A million blackbirds flew over the house. They made a huge shadow when they were in the sunlight. They alighted on the bare limbs of the gigantic oak tree. They looked like big leaves on the tree. They all flew to the ground. They looked like a big black carpet.
Her name was Laura Sephrona. She was my mama. I am the sixth of her seven children. Four girls and three boys. Her grandchildren called her Granny.
She braided her black silken hair and wound it around and around her head. Her eyes were blue-bonnet gray. She was short and plumpish when I knew her. In a photo, on a yellowed postcard with crinkled corners, she was dressed in a white blouse, trimmed with tatted lace and a long, black cotton skirt with a small waistband. She wore high top lace-up leather shoes.
She fell in love with daddy the first time she looked into his blue eyes.
In spring, she tended to corn, okra, and other vegetables in the meadow garden. She stored fresh red, round tomatoes in a lard bucket and hung it on a prong of the cedar post that cornered the back porch. The tomatoes were juicy and good, she said, sprinkled with salt.

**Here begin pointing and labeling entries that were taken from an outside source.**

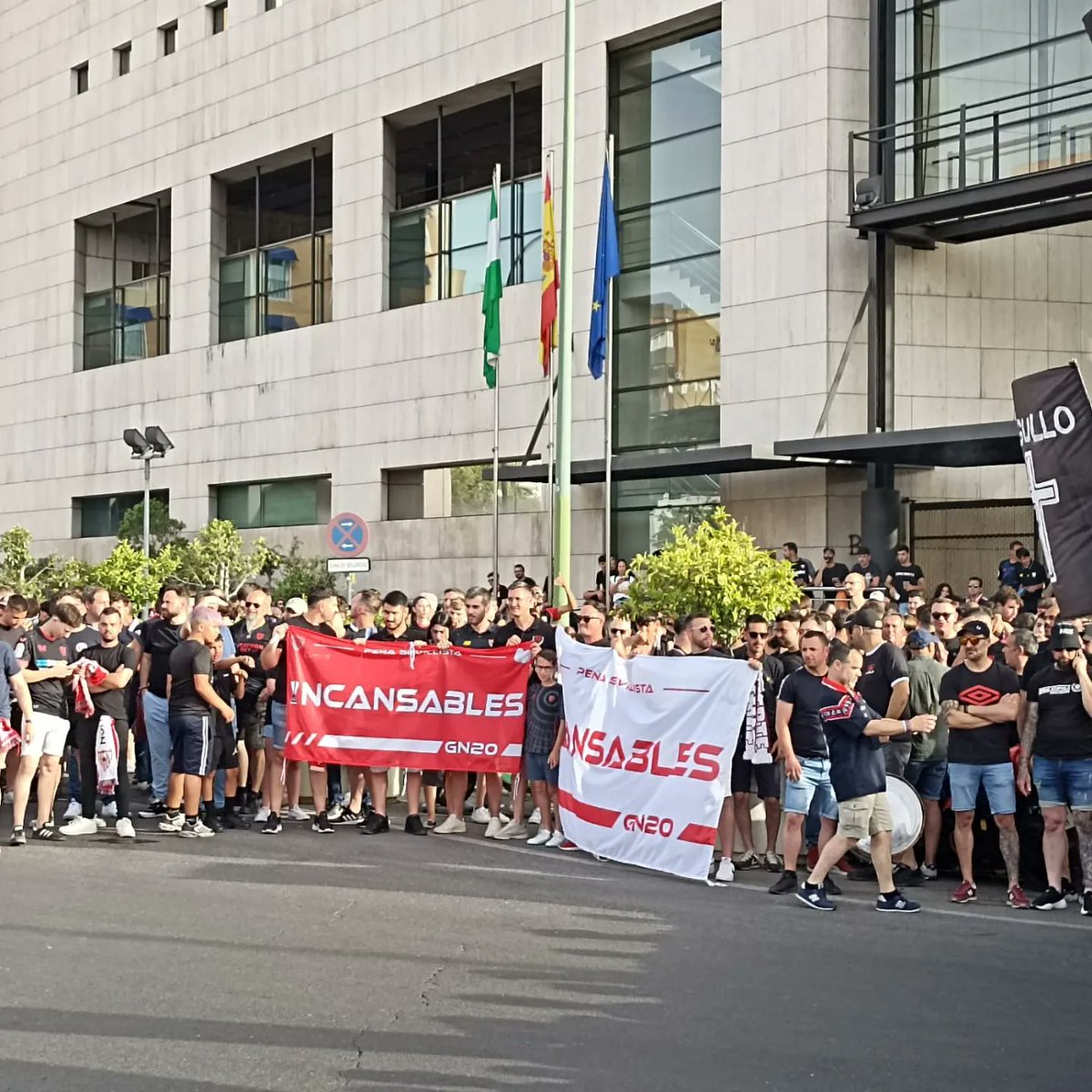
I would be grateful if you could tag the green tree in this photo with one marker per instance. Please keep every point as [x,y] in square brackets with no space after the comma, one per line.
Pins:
[715,567]
[298,573]
[163,531]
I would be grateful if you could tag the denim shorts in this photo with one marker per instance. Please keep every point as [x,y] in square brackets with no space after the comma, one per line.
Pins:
[1060,781]
[927,778]
[539,769]
[814,779]
[998,780]
[278,727]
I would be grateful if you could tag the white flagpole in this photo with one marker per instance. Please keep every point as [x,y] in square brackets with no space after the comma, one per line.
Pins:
[609,408]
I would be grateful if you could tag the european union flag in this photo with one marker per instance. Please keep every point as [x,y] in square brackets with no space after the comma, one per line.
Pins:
[606,270]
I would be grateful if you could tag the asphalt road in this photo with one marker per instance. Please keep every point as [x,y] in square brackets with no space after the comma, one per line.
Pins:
[309,964]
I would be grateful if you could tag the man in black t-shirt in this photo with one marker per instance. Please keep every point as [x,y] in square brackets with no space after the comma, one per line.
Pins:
[1057,730]
[905,578]
[856,769]
[108,699]
[980,700]
[803,746]
[321,607]
[156,640]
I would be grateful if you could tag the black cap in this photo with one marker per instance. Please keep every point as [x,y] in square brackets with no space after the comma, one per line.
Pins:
[1065,636]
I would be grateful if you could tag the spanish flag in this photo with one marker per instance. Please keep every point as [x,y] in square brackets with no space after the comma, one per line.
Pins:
[547,338]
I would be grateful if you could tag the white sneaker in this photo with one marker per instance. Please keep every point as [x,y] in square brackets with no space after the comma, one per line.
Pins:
[80,825]
[451,825]
[725,872]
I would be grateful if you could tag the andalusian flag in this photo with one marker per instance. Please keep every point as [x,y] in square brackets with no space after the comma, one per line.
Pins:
[494,289]
[549,323]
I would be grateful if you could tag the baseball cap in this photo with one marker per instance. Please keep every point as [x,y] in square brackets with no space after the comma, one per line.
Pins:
[866,620]
[1065,636]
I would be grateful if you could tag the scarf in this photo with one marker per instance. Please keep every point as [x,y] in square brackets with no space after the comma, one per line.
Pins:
[756,729]
[106,756]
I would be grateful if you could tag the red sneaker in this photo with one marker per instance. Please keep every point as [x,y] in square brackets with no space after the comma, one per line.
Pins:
[966,893]
[1016,899]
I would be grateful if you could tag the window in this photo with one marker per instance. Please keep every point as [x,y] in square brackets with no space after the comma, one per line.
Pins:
[441,491]
[665,108]
[101,517]
[443,170]
[288,502]
[287,283]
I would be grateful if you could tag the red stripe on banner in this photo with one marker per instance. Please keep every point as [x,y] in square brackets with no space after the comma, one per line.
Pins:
[700,835]
[602,817]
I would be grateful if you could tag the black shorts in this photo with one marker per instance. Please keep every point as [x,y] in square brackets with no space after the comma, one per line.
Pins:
[191,743]
[765,775]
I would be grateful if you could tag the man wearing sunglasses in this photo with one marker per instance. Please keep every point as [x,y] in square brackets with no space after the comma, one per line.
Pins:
[980,699]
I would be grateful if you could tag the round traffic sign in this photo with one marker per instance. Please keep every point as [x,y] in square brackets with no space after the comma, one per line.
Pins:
[348,535]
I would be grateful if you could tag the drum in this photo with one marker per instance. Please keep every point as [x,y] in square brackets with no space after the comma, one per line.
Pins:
[907,816]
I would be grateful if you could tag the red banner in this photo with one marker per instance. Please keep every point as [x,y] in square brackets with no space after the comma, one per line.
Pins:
[410,705]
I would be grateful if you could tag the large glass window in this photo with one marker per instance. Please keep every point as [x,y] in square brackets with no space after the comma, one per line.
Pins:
[967,53]
[442,170]
[101,517]
[287,281]
[288,502]
[665,112]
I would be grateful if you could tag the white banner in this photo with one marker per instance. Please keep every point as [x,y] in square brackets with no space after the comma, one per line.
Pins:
[648,753]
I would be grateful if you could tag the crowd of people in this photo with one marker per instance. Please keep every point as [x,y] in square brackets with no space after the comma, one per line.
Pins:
[975,699]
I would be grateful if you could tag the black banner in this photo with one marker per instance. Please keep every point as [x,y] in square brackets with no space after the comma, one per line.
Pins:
[1055,421]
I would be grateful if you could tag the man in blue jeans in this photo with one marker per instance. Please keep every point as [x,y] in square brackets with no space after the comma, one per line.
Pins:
[802,743]
[156,640]
[978,703]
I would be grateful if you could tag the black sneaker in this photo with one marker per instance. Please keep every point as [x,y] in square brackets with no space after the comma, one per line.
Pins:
[1051,899]
[785,884]
[905,876]
[896,904]
[376,824]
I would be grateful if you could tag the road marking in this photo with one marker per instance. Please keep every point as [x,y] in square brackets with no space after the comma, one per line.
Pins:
[1016,917]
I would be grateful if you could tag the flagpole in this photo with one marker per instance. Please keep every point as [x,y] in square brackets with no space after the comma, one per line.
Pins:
[609,408]
[563,523]
[496,438]
[550,434]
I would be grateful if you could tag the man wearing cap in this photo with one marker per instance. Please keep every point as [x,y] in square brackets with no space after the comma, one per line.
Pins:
[1057,732]
[978,703]
[867,568]
[928,753]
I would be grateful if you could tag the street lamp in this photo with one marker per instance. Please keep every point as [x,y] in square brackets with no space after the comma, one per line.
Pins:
[152,443]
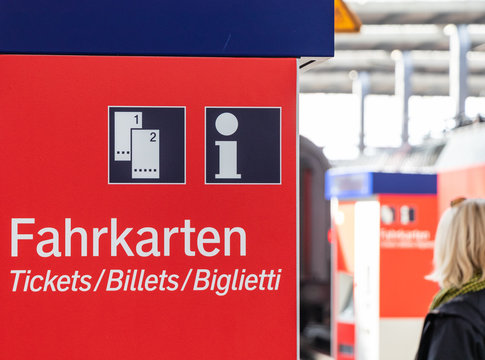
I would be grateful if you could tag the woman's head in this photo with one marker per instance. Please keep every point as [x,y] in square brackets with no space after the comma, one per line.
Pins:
[459,251]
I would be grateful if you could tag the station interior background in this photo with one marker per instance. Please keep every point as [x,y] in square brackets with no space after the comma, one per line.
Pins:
[404,94]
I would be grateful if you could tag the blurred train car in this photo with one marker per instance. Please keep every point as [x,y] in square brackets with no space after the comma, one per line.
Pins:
[458,158]
[314,251]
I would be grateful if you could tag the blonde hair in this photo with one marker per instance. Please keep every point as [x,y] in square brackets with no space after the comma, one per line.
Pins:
[459,251]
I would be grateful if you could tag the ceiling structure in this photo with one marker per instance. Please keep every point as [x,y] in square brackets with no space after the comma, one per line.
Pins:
[420,28]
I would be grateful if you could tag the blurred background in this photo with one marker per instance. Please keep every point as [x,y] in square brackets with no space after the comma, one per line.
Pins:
[392,128]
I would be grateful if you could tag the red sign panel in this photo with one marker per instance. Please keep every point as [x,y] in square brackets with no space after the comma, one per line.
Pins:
[408,225]
[149,208]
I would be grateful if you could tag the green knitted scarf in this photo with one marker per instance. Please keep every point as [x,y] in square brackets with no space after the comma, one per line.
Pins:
[445,295]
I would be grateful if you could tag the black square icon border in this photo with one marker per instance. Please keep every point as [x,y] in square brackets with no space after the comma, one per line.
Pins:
[128,107]
[280,146]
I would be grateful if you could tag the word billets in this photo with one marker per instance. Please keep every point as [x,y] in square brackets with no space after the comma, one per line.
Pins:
[117,280]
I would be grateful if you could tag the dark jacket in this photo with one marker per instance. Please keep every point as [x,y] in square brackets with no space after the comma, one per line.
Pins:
[455,330]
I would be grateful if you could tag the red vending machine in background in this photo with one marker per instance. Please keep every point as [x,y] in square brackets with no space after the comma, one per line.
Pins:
[383,234]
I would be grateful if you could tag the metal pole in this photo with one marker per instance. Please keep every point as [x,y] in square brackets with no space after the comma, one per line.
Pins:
[361,88]
[403,89]
[459,47]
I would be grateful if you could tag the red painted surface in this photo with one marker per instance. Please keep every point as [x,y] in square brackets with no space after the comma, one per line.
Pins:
[346,341]
[54,164]
[406,257]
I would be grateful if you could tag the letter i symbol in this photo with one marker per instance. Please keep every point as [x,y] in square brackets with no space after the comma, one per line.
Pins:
[227,124]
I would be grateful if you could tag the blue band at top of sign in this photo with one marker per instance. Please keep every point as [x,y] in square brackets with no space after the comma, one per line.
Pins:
[353,184]
[252,28]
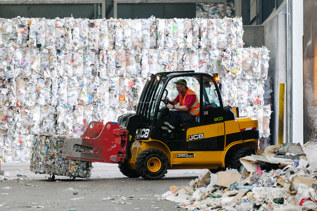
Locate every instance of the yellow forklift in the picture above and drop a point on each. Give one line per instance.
(215, 140)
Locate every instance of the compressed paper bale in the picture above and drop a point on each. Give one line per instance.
(36, 35)
(118, 35)
(160, 33)
(178, 33)
(93, 34)
(103, 34)
(136, 28)
(153, 33)
(48, 122)
(146, 33)
(46, 158)
(214, 10)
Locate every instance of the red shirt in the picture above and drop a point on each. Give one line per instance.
(189, 100)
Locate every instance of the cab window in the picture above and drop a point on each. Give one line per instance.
(210, 96)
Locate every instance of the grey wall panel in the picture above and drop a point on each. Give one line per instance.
(310, 70)
(253, 36)
(275, 41)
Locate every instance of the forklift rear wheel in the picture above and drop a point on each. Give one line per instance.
(234, 159)
(151, 164)
(127, 171)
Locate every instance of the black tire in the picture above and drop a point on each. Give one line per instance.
(233, 159)
(151, 164)
(127, 171)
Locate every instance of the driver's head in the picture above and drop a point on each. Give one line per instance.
(181, 86)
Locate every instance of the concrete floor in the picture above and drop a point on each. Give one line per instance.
(107, 189)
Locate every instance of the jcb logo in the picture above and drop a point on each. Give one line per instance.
(143, 133)
(196, 137)
(218, 119)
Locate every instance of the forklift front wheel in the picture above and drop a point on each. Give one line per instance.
(127, 171)
(151, 164)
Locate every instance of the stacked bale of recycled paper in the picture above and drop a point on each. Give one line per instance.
(280, 178)
(57, 75)
(215, 10)
(47, 159)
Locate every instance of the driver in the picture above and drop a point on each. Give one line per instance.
(185, 107)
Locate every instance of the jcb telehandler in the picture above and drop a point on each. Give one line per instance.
(215, 140)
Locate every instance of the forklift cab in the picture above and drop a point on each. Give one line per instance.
(161, 85)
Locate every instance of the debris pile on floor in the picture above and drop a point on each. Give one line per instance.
(280, 178)
(46, 158)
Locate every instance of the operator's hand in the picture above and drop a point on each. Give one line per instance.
(170, 106)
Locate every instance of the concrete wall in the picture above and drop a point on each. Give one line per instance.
(310, 67)
(253, 36)
(275, 41)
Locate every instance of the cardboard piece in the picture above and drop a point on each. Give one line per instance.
(226, 178)
(204, 180)
(251, 162)
(310, 150)
(305, 180)
(239, 196)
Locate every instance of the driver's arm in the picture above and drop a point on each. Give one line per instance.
(181, 108)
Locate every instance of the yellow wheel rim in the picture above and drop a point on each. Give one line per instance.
(154, 164)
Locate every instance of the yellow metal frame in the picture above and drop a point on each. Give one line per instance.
(201, 159)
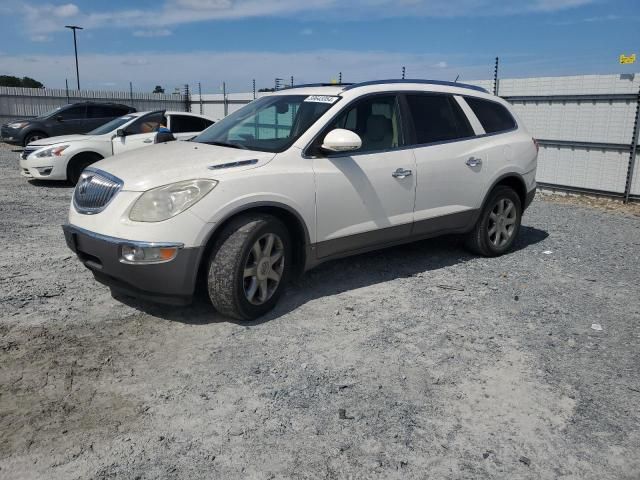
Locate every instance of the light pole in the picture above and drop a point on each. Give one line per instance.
(75, 47)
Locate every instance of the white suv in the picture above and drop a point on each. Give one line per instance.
(299, 177)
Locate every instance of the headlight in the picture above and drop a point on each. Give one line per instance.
(167, 201)
(52, 152)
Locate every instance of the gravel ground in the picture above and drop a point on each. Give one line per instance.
(420, 361)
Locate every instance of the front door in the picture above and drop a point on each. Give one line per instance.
(365, 198)
(140, 133)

Her tanned, wrinkled fingers once picked soft gray-white feathers from ducks squawking in rhythm to each yank of snowy down. The feathers made their way into the pillows that we slept on at night.
Mama milked “Ole Jerse” and placed the fluffy foam on pink tongues of orphaned kittens.
Sometimes she doctored me and my siblings with castor oil and she said, “Swallow this. It tastes good with sugar on it.”
I said nothing to disagree with her opinion because the weathered oak bench we were sitting on was beneath Mama’s blooming peach tree.
Mama quilted the quilts for our beds with fingers tender from being stuck by the sharp needles.
She built a fire in the wood stove to cook our meals. She wore an apron made from flour sacks. She wrung the necks of chickens to prepare our Sunday dinners. Sometimes the preacher came for dinner and she always served fried chicken.
She taught her daughters how to become keepers of our homes. By following her example and with the grace of God, the four of us maintained stable homes.
She showed us the milky way and taught us nursery rhymes about starlight.
“Wish I may, wish I might
have the wish I wish tonight.”
She wrote in my diary that “A friend in need is a friend indeed.” Beside that, she added the Golden Rule. “Always do unto others as you would have them do unto you.”
She taught us the Bible in many ways. By example and by a game she played with us by asking what our dreams were and then opening up the worn leather cover of our family Bible to find these words “and it came to pass.”
And my dreams did “Come to pass.”
I became a writer, a wife, mother, grandmother and now a great grandmother.
My mama was the very best! I loved her with all my heart and I cherish her memory!
I wandered far from Banner Mountain . . . far from the place where I was born.
. . . But never have I forgotten where I am from.
My folks were one of the families of the Banner Mountain community whose houses nestled along a road that still is hard dirt, clay and rocks. Our address once was Route 2 and we had a mailbox number, which does not immediately come to my mind.
A few years ago, when 911 maps were introduced, the road by my homeplace was named Silver Rock.
My grandparents lived along this road in a house with a breezeway. After my grandpa died, my folks with five children moved into the house with Grandma and my aunt. My grandma’s house with a breezeway is the place of my birth.
The breezeway was converted into more rooms and though no one lives in the house today, it still exists as the homestead of my grandparents.
While my parents were living with Grandma, my dad built our homeplace nearby. When I was about one year old, the family moved into our new frame house. So the house Daddy built became home to me and I never left until I married at age nineteen.